The Haber-Bosch process is currently used for synthesising ammonia in industry, and it uses an iron-based catalyst which requires high temperatures (400–500oC) and high pressures (10–30 MPa). Ammonia therefore must be produced in large, dedicated factories and then transported to the required sites. However, there is a demand for on-site production so that ammonia can be synthesised as required.
Ruthenium-based catalysts can work at lower temperatures and pressures than Fe-based catalysts, but the activity of the Ru-based catalysts is lower. Ru-based catalysts also suffer from “hydrogen poisoning”, as hydrogen adsorption on the surface of the catalyst supresses the dissociation of nitrogen. This lowers the activity of the Ru-based catalyst, particularly at low reaction temperatures.
Researchers at Tokyo Institute of Technology have developed a new catalyst that is highly efficient even at low temperatures. Calcium amide, Ca(NH2)2, increases the activity of Ru-based catalysts at low temperatures. This can be further enhanced by barium doping, followed by H2 pre-treatment. The process creates a nanometre layer of barium over the ruthenium nanoparticles, forming Ru-Ba core-shell structures. These structures become self-organised on the Ba-Ca(NH2)2 support. The barium layer over the ruthenium nanoparticles stops the hydrogen poisoning, thus increasing the efficiency of the Ru/Ba-Ca(NH2)2 catalyst.

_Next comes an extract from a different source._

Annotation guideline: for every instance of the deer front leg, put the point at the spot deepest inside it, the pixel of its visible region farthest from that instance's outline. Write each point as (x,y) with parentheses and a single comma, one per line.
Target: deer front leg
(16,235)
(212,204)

The support material is also converted into a mesoporous structure which gives it a high surface area, and this also acts to increase the activity of the catalyst. The mesoporous structure is formed by the reaction of the Ru nanoparticles with calcium amide during the H2 pre-treatment.

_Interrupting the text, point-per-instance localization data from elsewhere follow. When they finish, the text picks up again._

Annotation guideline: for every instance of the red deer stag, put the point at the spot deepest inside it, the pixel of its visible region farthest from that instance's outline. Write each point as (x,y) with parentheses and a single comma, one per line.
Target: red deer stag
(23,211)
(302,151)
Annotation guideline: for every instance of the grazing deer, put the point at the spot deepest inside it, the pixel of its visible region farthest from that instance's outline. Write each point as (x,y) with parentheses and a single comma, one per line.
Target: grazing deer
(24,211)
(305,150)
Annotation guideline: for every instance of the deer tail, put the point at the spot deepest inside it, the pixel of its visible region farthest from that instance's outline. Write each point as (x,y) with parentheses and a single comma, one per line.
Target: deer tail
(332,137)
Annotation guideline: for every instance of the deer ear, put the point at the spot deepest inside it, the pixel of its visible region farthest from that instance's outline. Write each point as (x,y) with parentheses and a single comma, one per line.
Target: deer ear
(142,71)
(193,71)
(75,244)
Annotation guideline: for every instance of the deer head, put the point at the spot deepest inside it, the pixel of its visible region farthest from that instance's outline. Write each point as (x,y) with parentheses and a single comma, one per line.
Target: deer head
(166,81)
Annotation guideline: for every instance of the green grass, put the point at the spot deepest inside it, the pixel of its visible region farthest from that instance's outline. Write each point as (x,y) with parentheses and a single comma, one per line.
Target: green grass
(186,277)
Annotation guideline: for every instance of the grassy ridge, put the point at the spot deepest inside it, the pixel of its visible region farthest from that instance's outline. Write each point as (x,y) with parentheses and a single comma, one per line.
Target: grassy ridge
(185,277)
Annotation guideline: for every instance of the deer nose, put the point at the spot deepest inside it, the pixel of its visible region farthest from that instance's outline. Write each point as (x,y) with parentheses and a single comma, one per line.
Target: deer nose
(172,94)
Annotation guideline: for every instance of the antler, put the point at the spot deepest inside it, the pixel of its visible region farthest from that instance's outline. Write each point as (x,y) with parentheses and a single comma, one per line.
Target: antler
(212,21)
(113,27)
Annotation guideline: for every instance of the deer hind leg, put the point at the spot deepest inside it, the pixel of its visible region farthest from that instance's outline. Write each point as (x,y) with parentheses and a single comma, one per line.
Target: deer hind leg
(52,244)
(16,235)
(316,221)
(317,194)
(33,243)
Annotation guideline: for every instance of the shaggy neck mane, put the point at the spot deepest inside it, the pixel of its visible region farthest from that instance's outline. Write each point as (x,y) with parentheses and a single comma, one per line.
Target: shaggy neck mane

The new catalyst has a maximum synthesis rate six times higher than the Fe-based catalyst (at 340°C) and around 100 times higher than a conventional ruthenium catalyst, Cs-Ru/MgO (at 260°C). The synthesis rate also remained constant for 100 hours showing its high durability.
The new catalyst will reduce the amount of energy needed for ammonia synthesis and will likely lead to on-site production of ammonia.